During the period ended March 31, 2026, the Company and four noteholders amended the terms of the convertible note agreements to retroactively accrue interest on their notes from the effective date of the agreements on a rate of 10%. During the period ended March 31, 2026, the Company recorded and accrued interest expense on the convertible notes in the amount of $22,726.
Company evaluated the conversion feature and determined that no embedded derivative liability existed on the issuance dates of the convertible notes. As of March 31, 2026 and December 31, 2025, the convertible notes payable principal balance was $450,000 and $250,000, respectively, and the accrued interest was $22,726 and $0, respectively.

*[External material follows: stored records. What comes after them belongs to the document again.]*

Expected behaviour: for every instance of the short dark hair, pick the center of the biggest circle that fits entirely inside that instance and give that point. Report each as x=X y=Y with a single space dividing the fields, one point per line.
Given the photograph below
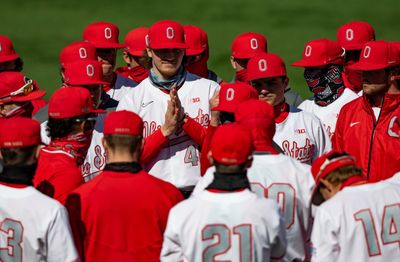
x=123 y=142
x=17 y=156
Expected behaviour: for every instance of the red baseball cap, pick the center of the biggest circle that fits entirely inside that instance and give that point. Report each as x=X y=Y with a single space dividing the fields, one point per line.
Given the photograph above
x=231 y=145
x=248 y=45
x=232 y=94
x=376 y=55
x=102 y=35
x=7 y=52
x=123 y=123
x=16 y=87
x=324 y=165
x=196 y=40
x=353 y=35
x=135 y=41
x=72 y=101
x=84 y=72
x=166 y=34
x=76 y=52
x=265 y=65
x=19 y=132
x=321 y=52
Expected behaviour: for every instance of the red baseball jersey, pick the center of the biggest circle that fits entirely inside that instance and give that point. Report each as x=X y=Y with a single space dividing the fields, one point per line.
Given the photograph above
x=121 y=216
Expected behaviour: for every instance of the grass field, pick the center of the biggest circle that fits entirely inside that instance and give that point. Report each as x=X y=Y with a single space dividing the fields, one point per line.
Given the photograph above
x=40 y=29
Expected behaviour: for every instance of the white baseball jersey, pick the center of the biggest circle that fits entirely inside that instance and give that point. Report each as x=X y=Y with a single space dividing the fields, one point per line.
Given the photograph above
x=329 y=114
x=96 y=156
x=33 y=227
x=360 y=223
x=178 y=162
x=236 y=226
x=302 y=136
x=290 y=184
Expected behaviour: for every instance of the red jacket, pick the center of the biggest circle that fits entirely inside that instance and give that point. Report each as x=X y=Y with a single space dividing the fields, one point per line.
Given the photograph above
x=361 y=135
x=57 y=174
x=121 y=216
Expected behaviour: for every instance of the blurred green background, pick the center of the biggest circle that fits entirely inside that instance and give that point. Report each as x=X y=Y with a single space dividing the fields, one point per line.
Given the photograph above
x=40 y=29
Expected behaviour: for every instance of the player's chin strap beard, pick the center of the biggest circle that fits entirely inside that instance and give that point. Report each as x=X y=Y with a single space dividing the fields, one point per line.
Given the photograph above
x=21 y=174
x=230 y=182
x=167 y=84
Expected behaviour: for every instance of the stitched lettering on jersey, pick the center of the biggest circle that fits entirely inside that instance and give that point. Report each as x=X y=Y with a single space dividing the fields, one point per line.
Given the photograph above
x=150 y=128
x=301 y=153
x=202 y=119
x=100 y=159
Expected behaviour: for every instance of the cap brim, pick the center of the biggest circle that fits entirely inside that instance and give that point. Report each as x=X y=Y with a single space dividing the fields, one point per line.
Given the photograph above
x=7 y=58
x=107 y=45
x=364 y=66
x=31 y=96
x=191 y=51
x=168 y=45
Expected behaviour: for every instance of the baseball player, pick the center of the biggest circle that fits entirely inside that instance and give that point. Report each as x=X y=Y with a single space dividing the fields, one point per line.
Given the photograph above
x=104 y=36
x=226 y=222
x=70 y=127
x=246 y=46
x=300 y=134
x=362 y=125
x=351 y=37
x=17 y=94
x=135 y=48
x=197 y=53
x=323 y=71
x=355 y=221
x=275 y=176
x=11 y=61
x=121 y=214
x=33 y=227
x=178 y=161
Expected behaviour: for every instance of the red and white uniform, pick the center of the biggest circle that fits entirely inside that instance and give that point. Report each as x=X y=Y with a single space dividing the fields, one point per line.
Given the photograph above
x=57 y=174
x=121 y=216
x=290 y=184
x=178 y=162
x=33 y=227
x=329 y=114
x=237 y=226
x=360 y=223
x=301 y=135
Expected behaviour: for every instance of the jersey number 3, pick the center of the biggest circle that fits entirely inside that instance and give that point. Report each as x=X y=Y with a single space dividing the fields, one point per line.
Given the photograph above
x=13 y=230
x=223 y=243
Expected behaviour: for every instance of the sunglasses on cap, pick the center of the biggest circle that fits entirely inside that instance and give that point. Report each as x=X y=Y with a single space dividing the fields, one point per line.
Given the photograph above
x=24 y=90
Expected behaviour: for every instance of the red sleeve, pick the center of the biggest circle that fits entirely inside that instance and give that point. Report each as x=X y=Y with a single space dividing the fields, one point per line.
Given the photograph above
x=153 y=145
x=74 y=207
x=204 y=162
x=196 y=131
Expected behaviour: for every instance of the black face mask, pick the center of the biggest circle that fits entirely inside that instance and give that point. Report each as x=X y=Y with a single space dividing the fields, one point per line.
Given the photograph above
x=21 y=174
x=226 y=117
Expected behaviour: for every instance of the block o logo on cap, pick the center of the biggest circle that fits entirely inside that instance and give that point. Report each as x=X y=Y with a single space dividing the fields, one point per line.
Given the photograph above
x=82 y=52
x=90 y=70
x=349 y=34
x=308 y=50
x=107 y=33
x=253 y=43
x=230 y=94
x=170 y=33
x=367 y=51
x=262 y=65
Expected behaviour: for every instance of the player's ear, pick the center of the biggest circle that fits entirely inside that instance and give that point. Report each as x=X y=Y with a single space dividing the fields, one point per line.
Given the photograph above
x=210 y=158
x=233 y=63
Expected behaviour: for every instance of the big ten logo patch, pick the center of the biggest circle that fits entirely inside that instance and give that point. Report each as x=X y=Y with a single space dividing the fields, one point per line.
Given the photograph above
x=202 y=119
x=302 y=153
x=149 y=128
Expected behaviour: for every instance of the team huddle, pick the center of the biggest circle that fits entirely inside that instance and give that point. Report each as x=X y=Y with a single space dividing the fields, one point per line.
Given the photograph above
x=162 y=160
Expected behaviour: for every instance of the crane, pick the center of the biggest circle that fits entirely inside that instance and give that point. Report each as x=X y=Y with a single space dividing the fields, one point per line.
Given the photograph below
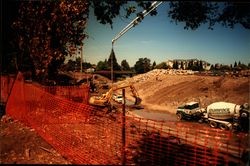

The Company calculated imputed interest on the zero percent convertible notes using an interest rate of 14% and recorded to additional paid-in-capital. As of March 31, 2026 and December 31, 2025, the Company recorded imputed interest of $3,414 and $30,359, respectively.
The Company evaluated the conversion feature and determined that, since the conversion price is fixed, no embedded derivative liability existed as of March 31, 2026. As March 31, 2026, the matured convertible notes would potentially be converted into common shares.